Adam Kemp

Free Agent
- Position: Power forward

Personal information
- Born: December 20, 1990 (age 35) Sherrill, New York
- Listed height: 6 ft 10 in (2.08 m)
- Listed weight: 235 lb (107 kg)

Career information
- High school: Vernon-Verona-Sherrill High School (Verona, New York) The Winchendon School (Winchendon, Massachusetts)
- College: Marist Red Foxes (2010–2014)
- NBA draft: 2014: undrafted
- Playing career: 2014–present

Career history
- 2014–2015: KK Feni Industries
- 2015–2016: BC Astana
- 2016–2017: Spirou Charleroi
- 2017: BC Beroe
- 2018: Koroivos
- 2018–2019: Polpharma Starogard Gdański
- 2019–2020: Astoria Bydgoszcz
- 2020–2021: Start Lublin
- 2021–2022: Legia Warszawa
- 2022: Alba Fehérvár
- 2022–2024: Sokół Łańcut
- 2025–2026: Astoria Bydgoszcz

Career highlights
- Third-team All-MAAC (2013);

= Adam Kemp =

American basketball player

Adam Kemp (born December 20, 1990) is an American professional basketball player who last played for Astoria Bydgoszcz of the Polish Second Division. In 2014, Kemp graduated from Marist College with a degree in Sports Communication, and a minor in Psychology.

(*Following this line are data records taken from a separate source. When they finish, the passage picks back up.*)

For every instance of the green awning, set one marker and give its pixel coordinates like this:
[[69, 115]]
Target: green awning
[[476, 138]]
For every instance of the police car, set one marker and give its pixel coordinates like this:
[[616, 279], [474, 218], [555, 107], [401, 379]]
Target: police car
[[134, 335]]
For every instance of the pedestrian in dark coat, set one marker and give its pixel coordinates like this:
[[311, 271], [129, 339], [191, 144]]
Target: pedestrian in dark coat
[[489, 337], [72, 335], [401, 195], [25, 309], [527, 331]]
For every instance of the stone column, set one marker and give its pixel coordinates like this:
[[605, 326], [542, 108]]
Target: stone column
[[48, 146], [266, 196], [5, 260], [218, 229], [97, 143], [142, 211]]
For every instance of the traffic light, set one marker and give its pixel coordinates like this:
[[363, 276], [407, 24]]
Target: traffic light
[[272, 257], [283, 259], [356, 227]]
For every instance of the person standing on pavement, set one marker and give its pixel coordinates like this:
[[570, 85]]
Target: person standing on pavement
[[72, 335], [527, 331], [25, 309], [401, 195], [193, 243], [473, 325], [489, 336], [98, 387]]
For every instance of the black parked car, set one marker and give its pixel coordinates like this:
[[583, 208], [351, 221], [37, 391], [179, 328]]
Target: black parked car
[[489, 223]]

He joined the Detroit Pistons for the 2015 Orlando Summer League.

==Professional career==
On June 12, 2016, Kemp signed with Spirou Charleroi of the Belgian Basketball League.

On August 7, 2017, Kemp signed with BC Beroe of the Bulgarian NBL.

On September 7, 2018, Kemp signed with SKS Starogard Gdański of the Polish Basketball League (PLK).

On June 18, 2019, Kemp signed with Astoria Bydgoszcz of the Polish Basketball League (PLK). He averaged 10.6 points, 7.1 rebounds and 1.6 blocks per game. On August 20, 2020, Kemp signed with Start Lublin.

On June 5, 2021, he has signed with Legia Warszawa of the Polish Basketball League.

On November 11, 2022, he signed with Sokół Łańcut of the Polish Basketball League (PLK).